= James "Chick" Stripling =

American musician

James "Chick" Stripling (1916–1970) was a fiddler, comedian, and buck dancer from 1938 to 1966.

== Early life ==
James ‘Chick’ Stripling was born in Tifton, Georgia, on March 4, 1916. Chick started working fiddle contests, square dances and random radio shows in the early part of his career. Gene Stripling (no relation) hired Chick on the spot in 1939 to work at Atlanta's radio station WSB for the “Barn Dance Show.” Chick worked there for the better part of 8 years and was one of the most popular fiddler/comedians to be heard in Atlanta.

== Career ==
Stripling would periodically leave the “Barn Dance Show” to tour with Bill Monroe, and by 1958 he asked Jim and Jesse McRynolds if he could start working on the WVOP Valdosta radio show.
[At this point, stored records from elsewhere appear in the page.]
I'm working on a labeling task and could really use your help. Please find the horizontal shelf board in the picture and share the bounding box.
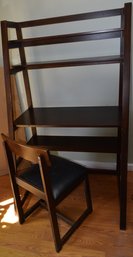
[14,106,119,128]
[8,28,123,49]
[28,136,118,153]
[10,55,123,74]
[19,8,122,28]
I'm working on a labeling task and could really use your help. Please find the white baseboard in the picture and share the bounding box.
[75,160,133,171]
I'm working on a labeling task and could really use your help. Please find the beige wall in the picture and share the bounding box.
[0,0,133,166]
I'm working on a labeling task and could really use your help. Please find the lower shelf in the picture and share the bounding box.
[28,136,118,153]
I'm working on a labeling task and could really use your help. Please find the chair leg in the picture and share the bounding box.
[84,176,93,213]
[13,184,25,224]
[48,203,62,252]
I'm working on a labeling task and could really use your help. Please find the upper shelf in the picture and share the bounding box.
[14,106,120,128]
[10,55,123,74]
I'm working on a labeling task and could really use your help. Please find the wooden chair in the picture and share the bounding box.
[2,134,92,252]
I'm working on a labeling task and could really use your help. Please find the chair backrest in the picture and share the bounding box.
[1,134,51,173]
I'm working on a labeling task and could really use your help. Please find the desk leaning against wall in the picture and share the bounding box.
[1,3,131,229]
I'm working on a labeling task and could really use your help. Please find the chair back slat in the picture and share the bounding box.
[2,134,51,166]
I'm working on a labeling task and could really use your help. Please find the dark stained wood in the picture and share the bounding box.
[14,106,120,127]
[2,134,92,252]
[1,3,132,229]
[28,136,118,153]
[8,29,122,49]
[10,55,123,74]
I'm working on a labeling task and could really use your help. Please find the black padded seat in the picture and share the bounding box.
[19,155,87,201]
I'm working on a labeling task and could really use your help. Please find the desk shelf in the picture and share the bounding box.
[1,3,132,229]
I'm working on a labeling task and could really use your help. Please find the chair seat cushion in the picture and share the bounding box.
[19,155,87,200]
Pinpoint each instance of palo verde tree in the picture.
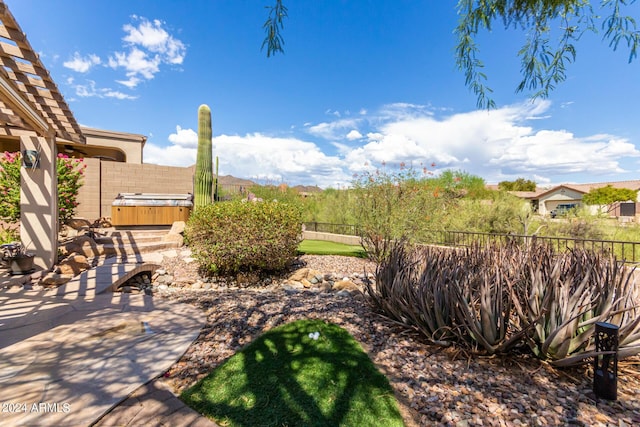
[498,178,536,191]
[262,0,640,108]
[582,185,638,205]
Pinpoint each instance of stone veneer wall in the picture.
[76,158,193,221]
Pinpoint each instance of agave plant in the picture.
[368,237,640,366]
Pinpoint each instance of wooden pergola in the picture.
[0,0,84,143]
[0,0,85,269]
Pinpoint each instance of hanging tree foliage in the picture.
[262,0,640,108]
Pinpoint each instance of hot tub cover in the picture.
[111,193,193,207]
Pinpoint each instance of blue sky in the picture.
[5,0,640,188]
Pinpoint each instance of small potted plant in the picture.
[0,242,35,274]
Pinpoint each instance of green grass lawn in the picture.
[298,240,366,258]
[180,320,404,427]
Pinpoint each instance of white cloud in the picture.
[169,126,198,148]
[347,129,362,141]
[64,16,187,99]
[145,101,640,187]
[62,52,102,73]
[75,80,137,99]
[123,16,186,64]
[144,130,351,186]
[307,119,359,140]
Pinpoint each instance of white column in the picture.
[20,136,58,270]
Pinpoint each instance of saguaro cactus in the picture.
[194,104,213,208]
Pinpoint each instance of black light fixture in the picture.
[593,322,619,400]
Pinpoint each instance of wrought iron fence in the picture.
[304,222,360,236]
[305,222,640,263]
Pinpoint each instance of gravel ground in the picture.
[149,255,640,426]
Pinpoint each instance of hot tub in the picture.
[111,193,193,226]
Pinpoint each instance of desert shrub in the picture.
[367,242,640,366]
[0,222,20,245]
[185,201,302,275]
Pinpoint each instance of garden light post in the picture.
[593,322,619,400]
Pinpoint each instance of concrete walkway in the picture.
[0,254,215,426]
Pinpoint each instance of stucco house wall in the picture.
[538,186,584,215]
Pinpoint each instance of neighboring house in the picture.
[487,180,640,217]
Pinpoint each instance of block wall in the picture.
[76,159,193,221]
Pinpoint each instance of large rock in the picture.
[56,255,91,276]
[40,272,73,287]
[289,267,323,282]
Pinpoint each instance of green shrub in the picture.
[185,201,302,275]
[0,151,87,223]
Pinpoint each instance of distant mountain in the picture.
[218,175,258,188]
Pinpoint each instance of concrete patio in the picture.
[0,253,215,426]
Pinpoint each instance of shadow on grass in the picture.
[181,320,403,427]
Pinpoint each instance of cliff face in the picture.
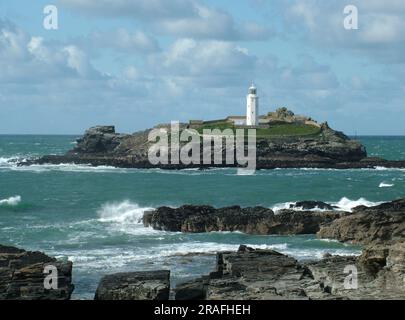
[0,245,74,300]
[20,123,405,169]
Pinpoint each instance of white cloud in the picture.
[59,0,272,41]
[88,28,160,54]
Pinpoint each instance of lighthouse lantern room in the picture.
[246,84,259,126]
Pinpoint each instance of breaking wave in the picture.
[378,182,394,188]
[271,197,382,212]
[97,200,153,224]
[0,196,21,206]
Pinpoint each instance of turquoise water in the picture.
[0,136,405,299]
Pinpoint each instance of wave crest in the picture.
[97,200,153,224]
[0,196,21,206]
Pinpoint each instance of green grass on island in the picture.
[197,122,321,138]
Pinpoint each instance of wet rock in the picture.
[318,199,405,244]
[94,270,170,300]
[0,245,74,300]
[19,124,405,169]
[143,205,347,235]
[176,245,405,300]
[175,277,209,300]
[290,201,337,211]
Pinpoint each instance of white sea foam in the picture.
[12,163,123,173]
[0,196,21,206]
[0,157,22,168]
[97,200,153,224]
[271,197,382,212]
[158,242,288,257]
[378,182,394,188]
[332,197,382,212]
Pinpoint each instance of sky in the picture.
[0,0,405,135]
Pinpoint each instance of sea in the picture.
[0,135,405,299]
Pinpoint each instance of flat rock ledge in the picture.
[18,124,405,170]
[175,246,405,300]
[0,245,74,300]
[143,205,349,235]
[94,270,170,300]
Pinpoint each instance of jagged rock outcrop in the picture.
[94,270,170,300]
[19,123,405,169]
[290,201,338,211]
[0,245,74,300]
[70,126,128,155]
[143,205,348,235]
[175,246,405,300]
[318,199,405,245]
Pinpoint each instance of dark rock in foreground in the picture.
[94,270,170,300]
[318,199,405,244]
[0,245,74,300]
[143,205,348,235]
[175,246,405,300]
[290,201,337,210]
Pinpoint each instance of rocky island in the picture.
[20,108,405,169]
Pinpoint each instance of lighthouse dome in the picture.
[249,83,257,94]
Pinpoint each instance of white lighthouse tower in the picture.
[246,83,259,126]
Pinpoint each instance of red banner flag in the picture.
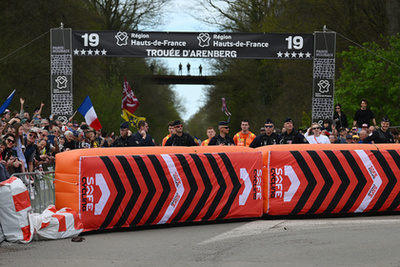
[121,78,139,116]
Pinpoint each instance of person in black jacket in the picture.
[208,121,235,146]
[130,121,154,146]
[333,103,349,129]
[165,120,196,146]
[363,117,394,144]
[112,121,131,147]
[250,118,279,148]
[278,118,308,144]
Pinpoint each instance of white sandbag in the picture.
[0,176,34,243]
[30,205,83,240]
[0,224,6,244]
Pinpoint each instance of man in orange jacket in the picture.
[233,120,256,147]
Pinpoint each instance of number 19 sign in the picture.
[73,31,314,60]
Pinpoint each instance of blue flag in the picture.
[0,90,15,114]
He was also known to work with Flatt and Scruggs, toured with Ernest Tubb and played the fiddle for Johnny Carson at political rallies in the 1946 race for governor in Georgia. Chick also played the bass fiddle for Jimmy Martin and the Stanley Brothers in 1962. One of his last jobs was in 1966, playing with the New River Boys as a comedian.

Stripling died November 19, 1970, in Virginia.